Frozen desserts would seem to be the last option in the dead of winter, but my ice cream maker gets a workout even during cold weather. Then again, “cold weather” in New Orleans is…well, let’s just say yesterday’s forecast was 73/57° F. Brrr.
But even though it’s winter, that’s not to say that I can’t make it seasonal. Sorbets are a prime way to exhibit seasonal flavors in a potent and direct way. And if you have a penchant for tart flavors that are still perfectly sweetened (me! me!), this one’s for you. This winter-appropriate sorbet has not one but two tart flavors–cranberries and grapefruit–yet it’s not mouth-puckeringly tart. Hmm…I suppose the generous quantity of sugar and corn syrup helps out in that department.
It’s also interspersed with little soft bits of cranberries, a welcome departure from the typical frozen baby food texture of many sorbets. And the color? A stunning magenta. My kind of dessert. Even if you have “real” winter, this sorbet’s a winner. Happy New Year!
Cranberry Grapefruit Sorbet
adapted from Jeni’s Splendid Ice Creams at Home (she calls it “Cranberry Royale Sorbet”)
Sometime I find homemade sorbets hard and icy straight out of the freezer, but this sorbet has a perfectly scoopable texture due to the use of corn syrup.
Makes about 1 quart
1 (12-ounce) bag cranberries (fresh or frozen, no need to defrost)
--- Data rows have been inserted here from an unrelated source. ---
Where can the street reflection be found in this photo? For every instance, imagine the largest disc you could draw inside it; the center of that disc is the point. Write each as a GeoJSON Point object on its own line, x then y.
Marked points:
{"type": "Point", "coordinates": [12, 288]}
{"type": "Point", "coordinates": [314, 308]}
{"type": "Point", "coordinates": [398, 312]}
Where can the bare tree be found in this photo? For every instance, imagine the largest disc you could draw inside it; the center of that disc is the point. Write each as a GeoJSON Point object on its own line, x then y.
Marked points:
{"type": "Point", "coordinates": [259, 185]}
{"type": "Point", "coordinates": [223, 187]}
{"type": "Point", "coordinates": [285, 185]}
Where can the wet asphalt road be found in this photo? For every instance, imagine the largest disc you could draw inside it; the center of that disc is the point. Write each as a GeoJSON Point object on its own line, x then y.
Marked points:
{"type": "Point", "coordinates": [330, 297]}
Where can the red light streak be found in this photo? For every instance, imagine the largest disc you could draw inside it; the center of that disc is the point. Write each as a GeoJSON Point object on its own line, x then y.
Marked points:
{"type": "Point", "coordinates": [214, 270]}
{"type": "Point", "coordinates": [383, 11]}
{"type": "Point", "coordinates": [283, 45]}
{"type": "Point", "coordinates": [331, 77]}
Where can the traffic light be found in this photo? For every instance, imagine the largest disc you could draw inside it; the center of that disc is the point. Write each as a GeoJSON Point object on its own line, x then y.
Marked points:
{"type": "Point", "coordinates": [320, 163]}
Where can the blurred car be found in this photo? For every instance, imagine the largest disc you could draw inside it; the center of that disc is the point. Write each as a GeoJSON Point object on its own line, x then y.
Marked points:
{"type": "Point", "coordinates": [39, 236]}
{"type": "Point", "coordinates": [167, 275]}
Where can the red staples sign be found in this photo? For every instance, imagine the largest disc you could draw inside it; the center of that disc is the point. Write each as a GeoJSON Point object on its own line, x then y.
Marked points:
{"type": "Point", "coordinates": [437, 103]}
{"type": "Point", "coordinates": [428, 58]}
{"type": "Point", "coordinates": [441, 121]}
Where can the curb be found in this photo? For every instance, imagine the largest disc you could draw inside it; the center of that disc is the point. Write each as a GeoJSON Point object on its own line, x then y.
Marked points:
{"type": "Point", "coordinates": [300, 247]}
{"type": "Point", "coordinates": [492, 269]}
1 cup plus 2 tablespoons (1 1/8 cups) water
1/4 cup light corn syrup
1 1/2 cups sugar
Prep: Using a vegetable peeler, remove 3 large strips of zest from one of the grapefruits. Halve the grapefruit(s) and squeeze 3/4 cup juice. (You may only need to use one grapefruit. Two grapefruits are listed in the ingredients, but I was able to get 3/4 cup juice from one.)
Cook: Combine the grapefruit zest and juice, cranberries, water, corn syrup, and sugar in a 4-quart saucepan, and bring to a boil over medium heat. Boil until the cranberries have popped open and are cooked. Remove from heat and let cool at room temperature.
Chill: Remove the grapefruit zest. If desired, puree the cranberry mixture (in batches if necessary) in a food processor or blender to desired texture. I left some little bits of cranberry in the sorbet, and it was delicious. Feel free to leave it unpureed for a chunkier sorbet.
Fill a large bowl with ice and a little water. Carefully pour the cranberry mixture into a 1 gallon Ziploc freezer bag and seal tightly. Submerge the sealed bag in the ice bath. Let chill, adding more ice as necessary, until cold, about 30 minutes.
Freeze: Pour the sorbet base into the frozen bowl of your ice cream maker and churn until it reaches the consistency of very softly whipped cream.
Pack the sorbet into a storage container, press a sheet of parchment directly against the surface of the sorbet, and seal with an airtight lid. Freeze until firm, at least 4 hours.